The main thing your colleague should know is that this paper reports LLMs using only the textual descriptions of nodes in text-attributed graphs achieve competitive or superior performance compared to approaches that add graph structure via templates or GNNs. The central claim is that explicit structural priors are often unnecessary and can be counterproductive. What the paper does is run a series of experiments ablating different structure encoding strategies and measuring their impact relative to the text-only case. This provides new empirical evidence on the topic. It does well in setting up clear baselines and showing consistent patterns where structure adds little. Credit is due for tackling the assumption head-on with multiple methods rather than a single proposal. The soft spots are around the scope of the tests. The encodings used may not be optimal for LLMs, and the tasks and datasets might lean toward cases where text is rich enough to stand alone. In domains like molecular graphs, where relational topology can provide information not present in node text, different results might appear with better integration techniques. If the full paper includes statistical tests and controls for factors like prompt size, that would help. Otherwise the broad conclusion rests on how representative these setups are. This paper is aimed at researchers in LLM-graph integration who are questioning the need for complex structural modeling. A reader interested in simplifying graph reasoning pipelines or exploring semantics-first methods will get practical insights from the results. It deserves a serious referee because the question it raises is timely and the empirical approach, if executed well, can inform future work. I would recommend putting it through peer review rather than a desk reject, as the findings could influence how the field approaches these hybrids.

Referee Report

2 major / 2 minor

Summary. The paper claims that LLMs using only node textual descriptions on text-attributed graphs achieve strong performance across tasks in domains such as molecular modeling, citation networks, and social graphs. Systematic experiments show that most structural encoding strategies (template-based or GNN-based) yield only marginal or negative gains, leading to the conclusion that explicit structural priors are often unnecessary and sometimes counterproductive for powerful LLMs, challenging traditional graph learning assumptions.

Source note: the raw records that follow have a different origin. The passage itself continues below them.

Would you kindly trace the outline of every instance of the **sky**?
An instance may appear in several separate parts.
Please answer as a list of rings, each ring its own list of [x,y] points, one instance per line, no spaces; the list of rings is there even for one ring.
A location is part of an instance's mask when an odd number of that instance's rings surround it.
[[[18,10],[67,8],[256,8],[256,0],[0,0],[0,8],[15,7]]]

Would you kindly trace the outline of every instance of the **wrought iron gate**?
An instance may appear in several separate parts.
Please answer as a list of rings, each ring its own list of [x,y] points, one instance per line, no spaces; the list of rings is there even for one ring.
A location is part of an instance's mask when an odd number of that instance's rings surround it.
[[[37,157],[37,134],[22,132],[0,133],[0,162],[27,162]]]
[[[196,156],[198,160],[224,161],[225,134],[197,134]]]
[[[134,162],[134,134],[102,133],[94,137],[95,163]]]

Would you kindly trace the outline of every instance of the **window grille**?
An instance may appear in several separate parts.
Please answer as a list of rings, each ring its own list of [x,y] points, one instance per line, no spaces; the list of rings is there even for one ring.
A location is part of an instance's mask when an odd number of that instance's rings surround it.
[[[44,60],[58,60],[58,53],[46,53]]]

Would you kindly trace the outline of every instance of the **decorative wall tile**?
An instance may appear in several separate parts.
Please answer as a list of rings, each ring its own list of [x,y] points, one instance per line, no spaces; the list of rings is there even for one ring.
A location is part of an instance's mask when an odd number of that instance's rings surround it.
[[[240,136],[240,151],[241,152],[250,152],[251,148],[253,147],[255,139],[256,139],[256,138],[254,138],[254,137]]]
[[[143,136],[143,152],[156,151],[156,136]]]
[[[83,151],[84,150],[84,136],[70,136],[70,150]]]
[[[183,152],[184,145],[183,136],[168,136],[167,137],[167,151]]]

Significance. If the central empirical findings hold after addressing representativeness concerns, this work could meaningfully shift focus toward semantics-driven LLM approaches for graph reasoning and reduce reliance on complex structural integrations. The systematic comparison to explicit baselines and the falsifiable nature of the 'structure often unhelpful' claim are strengths that support its potential impact.

major comments (2)

[Experiments] Experiments section: The broad claim that explicit structural priors are 'often unnecessary' or counterproductive depends on the tested encodings and datasets being representative. The paper should include controls showing that the GNN and template encodings capture relational topology effectively (e.g., via GNN-only baselines on the same datasets) and explicitly test or discuss molecular graphs where global topology is known to dominate node text; otherwise the negative results may reflect encoding inefficiency rather than inherent dispensability of structure.
[§4 (Results)] §4 (Results) and abstract: The reported 'marginal or even negative gains' from structural encodings require clearer statistical controls, variance reporting, and significance testing across tasks. Without these, it is hard to determine whether observed decrements are robust or artifacts of prompt length, attention dilution, or specific implementation choices.

minor comments (2)

[Methods] Clarify in the methods how node text is exactly tokenized and inserted into LLM prompts for the 'text-only' baseline to allow reproducibility.
[Figures and Tables] Add error bars and dataset statistics (size, text length distribution) to performance tables and figures for better interpretability.

Simulated Author's Rebuttal

2 responses · 0 unresolved

We thank the referee for the constructive feedback. We address the two major comments below regarding experimental representativeness and statistical rigor. Where revisions are needed to strengthen the claims, we indicate our plans to update the manuscript accordingly.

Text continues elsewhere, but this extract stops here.